Gute zwei Stunden lang, zeigen die Tenöre alle Facetten ihres umfangreichen Könnens, begleitet von einer fünfköpfigen Live-Band. Dabei reicht ihr Repertoire von Rock- und Popsongs („You’re the voice“, „Living on a Prayer“) über – natürlich – Musicalsongs aus Les Misérables, The Phantom of the Opera oder The Greatest Showman bis hin zu ganz klassischen Opernstücken wie „Largo al factotum“ aus dem „Barbier von Sevilla“ oder „Toreador“ aus „Carmen“. Denn jeder der vier, so erzählt Michael Storrs dem Publikum, hat vor dem Einstieg in die Musicalbranche eine klassische Gesangsausbildung absolviert.

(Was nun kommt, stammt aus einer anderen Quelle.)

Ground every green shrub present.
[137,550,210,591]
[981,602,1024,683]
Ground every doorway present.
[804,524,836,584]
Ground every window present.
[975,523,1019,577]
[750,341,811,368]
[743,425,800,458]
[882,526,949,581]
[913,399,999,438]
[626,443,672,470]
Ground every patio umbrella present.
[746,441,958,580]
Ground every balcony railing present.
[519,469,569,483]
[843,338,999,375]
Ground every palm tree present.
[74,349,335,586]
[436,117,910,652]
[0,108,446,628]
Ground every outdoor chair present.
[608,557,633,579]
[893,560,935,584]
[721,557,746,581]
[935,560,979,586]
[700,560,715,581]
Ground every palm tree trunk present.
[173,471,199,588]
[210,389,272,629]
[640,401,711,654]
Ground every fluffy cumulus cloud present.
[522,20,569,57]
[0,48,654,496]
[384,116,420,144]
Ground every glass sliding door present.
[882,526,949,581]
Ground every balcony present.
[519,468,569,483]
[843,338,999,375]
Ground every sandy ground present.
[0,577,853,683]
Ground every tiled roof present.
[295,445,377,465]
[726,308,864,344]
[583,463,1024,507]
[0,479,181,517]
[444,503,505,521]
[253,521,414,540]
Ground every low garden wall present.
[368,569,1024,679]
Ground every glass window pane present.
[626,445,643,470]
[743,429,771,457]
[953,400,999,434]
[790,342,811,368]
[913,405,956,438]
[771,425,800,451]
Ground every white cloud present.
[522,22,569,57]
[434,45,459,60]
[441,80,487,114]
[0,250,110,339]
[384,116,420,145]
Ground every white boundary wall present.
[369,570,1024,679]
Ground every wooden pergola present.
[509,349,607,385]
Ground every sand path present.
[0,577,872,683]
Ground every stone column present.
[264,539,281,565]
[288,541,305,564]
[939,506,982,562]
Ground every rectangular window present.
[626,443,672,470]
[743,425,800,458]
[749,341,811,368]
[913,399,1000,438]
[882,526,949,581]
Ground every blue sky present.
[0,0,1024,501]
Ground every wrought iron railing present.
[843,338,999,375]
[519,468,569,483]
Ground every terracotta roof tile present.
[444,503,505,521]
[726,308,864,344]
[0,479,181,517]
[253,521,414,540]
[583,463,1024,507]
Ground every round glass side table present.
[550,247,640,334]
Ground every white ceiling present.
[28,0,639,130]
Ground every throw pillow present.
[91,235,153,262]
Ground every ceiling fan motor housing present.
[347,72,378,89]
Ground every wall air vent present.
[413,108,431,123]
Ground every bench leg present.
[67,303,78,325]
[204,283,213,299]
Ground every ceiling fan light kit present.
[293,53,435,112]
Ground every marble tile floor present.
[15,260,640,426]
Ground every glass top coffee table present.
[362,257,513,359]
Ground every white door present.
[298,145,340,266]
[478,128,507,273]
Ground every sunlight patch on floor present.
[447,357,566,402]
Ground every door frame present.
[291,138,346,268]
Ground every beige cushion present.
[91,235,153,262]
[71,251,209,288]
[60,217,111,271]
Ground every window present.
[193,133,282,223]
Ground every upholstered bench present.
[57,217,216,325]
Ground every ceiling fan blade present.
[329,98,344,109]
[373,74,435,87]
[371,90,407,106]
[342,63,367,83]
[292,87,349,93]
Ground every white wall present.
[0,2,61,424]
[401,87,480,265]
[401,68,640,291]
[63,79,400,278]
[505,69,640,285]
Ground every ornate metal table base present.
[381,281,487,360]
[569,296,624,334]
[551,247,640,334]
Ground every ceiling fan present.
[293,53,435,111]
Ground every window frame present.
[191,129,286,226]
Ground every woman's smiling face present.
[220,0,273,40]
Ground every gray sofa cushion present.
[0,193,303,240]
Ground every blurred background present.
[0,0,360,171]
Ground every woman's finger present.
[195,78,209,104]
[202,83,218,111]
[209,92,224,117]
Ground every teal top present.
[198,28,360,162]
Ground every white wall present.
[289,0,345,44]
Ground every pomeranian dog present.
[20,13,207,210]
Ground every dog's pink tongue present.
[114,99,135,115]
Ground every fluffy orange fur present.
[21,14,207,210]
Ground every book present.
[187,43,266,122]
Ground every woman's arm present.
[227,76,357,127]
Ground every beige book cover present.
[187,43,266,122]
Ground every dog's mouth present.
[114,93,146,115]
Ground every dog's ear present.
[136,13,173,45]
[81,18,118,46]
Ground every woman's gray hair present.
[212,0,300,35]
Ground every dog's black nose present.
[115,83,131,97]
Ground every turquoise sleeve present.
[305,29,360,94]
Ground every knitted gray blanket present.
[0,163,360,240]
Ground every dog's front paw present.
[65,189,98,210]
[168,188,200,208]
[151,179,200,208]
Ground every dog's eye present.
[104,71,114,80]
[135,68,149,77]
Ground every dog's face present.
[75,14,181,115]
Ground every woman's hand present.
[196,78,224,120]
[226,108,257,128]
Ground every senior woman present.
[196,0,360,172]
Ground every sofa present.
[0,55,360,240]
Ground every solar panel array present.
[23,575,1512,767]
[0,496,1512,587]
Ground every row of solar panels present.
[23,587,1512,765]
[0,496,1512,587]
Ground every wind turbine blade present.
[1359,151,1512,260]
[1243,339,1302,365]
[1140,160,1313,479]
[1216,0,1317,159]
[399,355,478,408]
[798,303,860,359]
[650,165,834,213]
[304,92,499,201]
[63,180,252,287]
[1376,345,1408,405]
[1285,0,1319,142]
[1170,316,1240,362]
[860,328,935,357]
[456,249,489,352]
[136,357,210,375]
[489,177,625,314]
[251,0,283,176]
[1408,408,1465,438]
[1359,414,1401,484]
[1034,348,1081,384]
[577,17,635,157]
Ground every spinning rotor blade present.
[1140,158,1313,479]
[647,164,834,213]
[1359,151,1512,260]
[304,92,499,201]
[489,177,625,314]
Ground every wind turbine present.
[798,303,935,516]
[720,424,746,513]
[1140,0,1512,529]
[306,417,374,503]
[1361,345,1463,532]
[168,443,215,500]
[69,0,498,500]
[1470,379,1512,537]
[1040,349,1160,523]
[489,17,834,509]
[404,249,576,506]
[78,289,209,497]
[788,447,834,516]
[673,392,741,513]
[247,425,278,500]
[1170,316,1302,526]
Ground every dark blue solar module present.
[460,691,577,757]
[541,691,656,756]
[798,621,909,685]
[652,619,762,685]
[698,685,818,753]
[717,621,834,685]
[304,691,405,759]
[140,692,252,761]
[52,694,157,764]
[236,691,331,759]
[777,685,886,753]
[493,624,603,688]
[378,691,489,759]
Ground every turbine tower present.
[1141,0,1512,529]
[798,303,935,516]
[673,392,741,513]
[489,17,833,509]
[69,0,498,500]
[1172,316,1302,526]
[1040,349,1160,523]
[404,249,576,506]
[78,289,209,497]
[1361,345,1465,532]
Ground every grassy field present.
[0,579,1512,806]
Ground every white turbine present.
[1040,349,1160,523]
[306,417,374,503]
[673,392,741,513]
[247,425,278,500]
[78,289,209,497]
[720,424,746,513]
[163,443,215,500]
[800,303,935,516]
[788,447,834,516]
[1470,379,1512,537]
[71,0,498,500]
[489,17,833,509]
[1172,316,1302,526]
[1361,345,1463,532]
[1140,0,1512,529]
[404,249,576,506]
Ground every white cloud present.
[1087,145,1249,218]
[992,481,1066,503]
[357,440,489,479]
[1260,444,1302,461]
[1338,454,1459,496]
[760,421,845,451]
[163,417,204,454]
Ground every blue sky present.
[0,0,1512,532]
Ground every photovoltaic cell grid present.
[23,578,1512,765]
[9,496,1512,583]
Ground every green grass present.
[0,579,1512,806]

Als die West End Tenors zum ersten Mal die Bühne betreten, wird es – obwohl sie alle in England beheimatet und bis auf Adam Bayou auch dort geboren sind – erst einmal italienisch, denn das Quartett präsentiert mit „Grande Amore“ und „Nella Fantasia“ zum Einstieg zwei Songs der Boyband „Il Divo“. Gruppen-Mitbegründer Michael Storrs begrüßt das Publikum und moderiert den Abend – überraschenderweise in deutscher Sprache. Und so berichtet er, dass drei der vier Mitglieder bereits in „Les Misérables“ auf der Bühne gestanden haben, Adam Bayou hat sogar über 400 Mal die Rolle des Jean Valjean interpretiert. So ist es natürlich folgerichtig, dass er im folgenden Mini-Musicalblock „Bring him home“ interpretiert. Nach einem Ausflug in die Filmwelt, u.a. mit einem Bond-Medley, bei dem jeder der Sänger seinen „eigenen“ Bond-Song zum Besten gibt und Adam Bayou am Ende mit „Skyfall“ die Zuschauer zu Bravo-Rufen hinreißt, folgt zum Abschluss des ersten Show-Teils der bereits angesprochene Klassik-Teil. Dabei ist das Duett „Largo al Factotum“ mit Michael Storrs und Oliver Metcalfe ein besonderes Erlebnis. Beim bekannten „Torador“ aus Bizets Oper „Carmen“ ist dann auch der Letzte im Publikum wach und klatscht rhythmisch mit. Mit „Nessun Dorma“ und dem damit verbundenen Gänsehausmoment verabschieden sich die West End Tenors in die Pause.

Und solche Gänsehautmomente gibt es auch in der zweiten Hälfte des Konzerts reichlich. Vor allem, als die vier „Til I hear you sing“ und später „Music of the Night“ aus dem Webberschen Phantom-Zyklus zum Besten geben, kann man im Zuschauersaal die sprichwörtliche Stecknadel fallen hören, so andächtig und ergriffen lauscht das Publikum. Doch die Tenors können auch schwungvoll (Leo Roberts mit „Delilah“) und rockig („The show must go on“).

Am Ende wollen die Zuschauer die Boys vom West End kaum gehen lassen, doch nach den Zugaben „Hey Jude – mit stimmkräftiger Publikumsunterstützung – und „Time to say Goodbye“ ist es dann doch irgendwann soweit. Ein kleiner Trost: Die Zuschauer können sich im Foyer die CD der Show mitnehmen und diese gleich von den Künstlern selbst signieren lassen.
Bleibt zu hoffen, dass dies nicht die letzte Deutschlandtournee von „VOXX The West End Tenors“ war und sie irgendwann wiederkommen, dann gern auch in größere Städte.